Yield Photon Flux (YPF)

Photosynthesis is driven by photon flux rather than the general overall energy flux. But remember, not all absorbed photons yield equal amounts of photosynthesis. So, two measurements of photosynthetically active radiation have emerged. These are photosynthetic photon flux (PPF), which values all photons from 400 to 700 nm equally, and yield photon flux (YPF), which weights photons in the range from 360 to 760 nm, only taking into account the plant photosynthetic response.

Daily Light Integral (DLI)

An efficient lamp for plant growth must convert as much electrical energy as possible into PAR energy. The term ‘daily light integral’ (DLI) or Light Quantity, refers to the number of light particles, or photons, received during one day in the PAR region of 400-700 nm. The DLI, measured in mol/m2/day, can have a dramatic difference on root and shoot growth, root development of cuttings, and finish plant quality. These qualities include stem thickness, plant branching and flower number. The average DLI received outdoors ranges roughly from 5 to 60 mol/m2/day and depends on location and time of year. For potted crops 10-12 mol/m2/day is normal. Plant quality generally increases as the average DLI increases. The DLI is important to monitor in your green house so as to know you are applying the right amount of light to your plants.

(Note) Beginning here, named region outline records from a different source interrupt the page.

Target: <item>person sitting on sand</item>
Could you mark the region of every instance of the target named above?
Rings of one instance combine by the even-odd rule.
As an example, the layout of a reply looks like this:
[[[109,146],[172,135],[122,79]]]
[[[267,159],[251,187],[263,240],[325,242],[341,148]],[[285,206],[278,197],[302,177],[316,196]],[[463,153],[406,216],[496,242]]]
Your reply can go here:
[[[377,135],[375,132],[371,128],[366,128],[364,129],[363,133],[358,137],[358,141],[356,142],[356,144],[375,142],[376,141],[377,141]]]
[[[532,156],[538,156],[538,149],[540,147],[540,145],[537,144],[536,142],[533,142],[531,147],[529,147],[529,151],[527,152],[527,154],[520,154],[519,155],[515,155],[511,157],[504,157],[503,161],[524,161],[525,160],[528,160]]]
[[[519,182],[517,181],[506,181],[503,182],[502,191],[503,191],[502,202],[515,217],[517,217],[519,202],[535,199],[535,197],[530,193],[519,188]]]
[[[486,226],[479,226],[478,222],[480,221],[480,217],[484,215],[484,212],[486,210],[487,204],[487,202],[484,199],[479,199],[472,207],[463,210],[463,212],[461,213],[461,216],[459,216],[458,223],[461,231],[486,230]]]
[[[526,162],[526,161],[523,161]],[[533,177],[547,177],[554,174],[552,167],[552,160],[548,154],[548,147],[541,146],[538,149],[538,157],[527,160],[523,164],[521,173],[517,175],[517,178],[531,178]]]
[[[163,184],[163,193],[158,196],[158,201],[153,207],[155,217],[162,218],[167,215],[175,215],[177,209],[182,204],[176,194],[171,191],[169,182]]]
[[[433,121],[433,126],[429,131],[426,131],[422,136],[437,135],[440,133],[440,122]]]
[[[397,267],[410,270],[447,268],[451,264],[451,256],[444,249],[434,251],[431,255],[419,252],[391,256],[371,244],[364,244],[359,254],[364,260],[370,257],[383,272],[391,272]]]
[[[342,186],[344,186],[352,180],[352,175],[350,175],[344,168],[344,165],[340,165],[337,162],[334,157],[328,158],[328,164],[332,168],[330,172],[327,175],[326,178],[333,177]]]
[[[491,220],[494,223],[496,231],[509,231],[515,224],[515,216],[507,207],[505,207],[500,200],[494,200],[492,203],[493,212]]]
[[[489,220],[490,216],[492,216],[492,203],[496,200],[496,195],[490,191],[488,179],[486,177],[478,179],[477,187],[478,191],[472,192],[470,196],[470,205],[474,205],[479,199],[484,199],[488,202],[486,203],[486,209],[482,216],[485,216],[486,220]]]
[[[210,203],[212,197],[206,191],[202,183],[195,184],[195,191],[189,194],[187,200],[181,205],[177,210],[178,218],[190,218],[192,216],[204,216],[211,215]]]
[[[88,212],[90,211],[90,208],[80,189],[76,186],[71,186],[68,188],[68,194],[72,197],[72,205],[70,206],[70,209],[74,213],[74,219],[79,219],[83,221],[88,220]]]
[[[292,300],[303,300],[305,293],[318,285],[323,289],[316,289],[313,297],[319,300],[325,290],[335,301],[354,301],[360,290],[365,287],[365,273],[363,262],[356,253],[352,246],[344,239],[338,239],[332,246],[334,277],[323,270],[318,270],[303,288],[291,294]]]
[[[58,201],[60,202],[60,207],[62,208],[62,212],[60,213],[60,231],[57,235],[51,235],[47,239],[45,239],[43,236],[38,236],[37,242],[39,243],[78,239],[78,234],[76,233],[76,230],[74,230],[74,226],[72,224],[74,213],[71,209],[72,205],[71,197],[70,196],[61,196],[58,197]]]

Photoperiodic is the interval in a 24-hour period during which a plant is exposed to light. For example the photoperiodic of a some well known flowering plants is 12 hrs. while  the photoperiodic of a normal plant in vegetative stage is 16 hr.

Using Plant Led Light Terminology

Just for fun I have made up a sentence using all the words relating to plant light:

” The OST LED vegetative growth LED fixture’s average growth light is 200 micromol (μmol) in the PAR range of 456nm with a 200 PPFD. At a distance of 18″ from the plant and a 16hr. photoperiod you have a DLI of 10mol/m2/day.”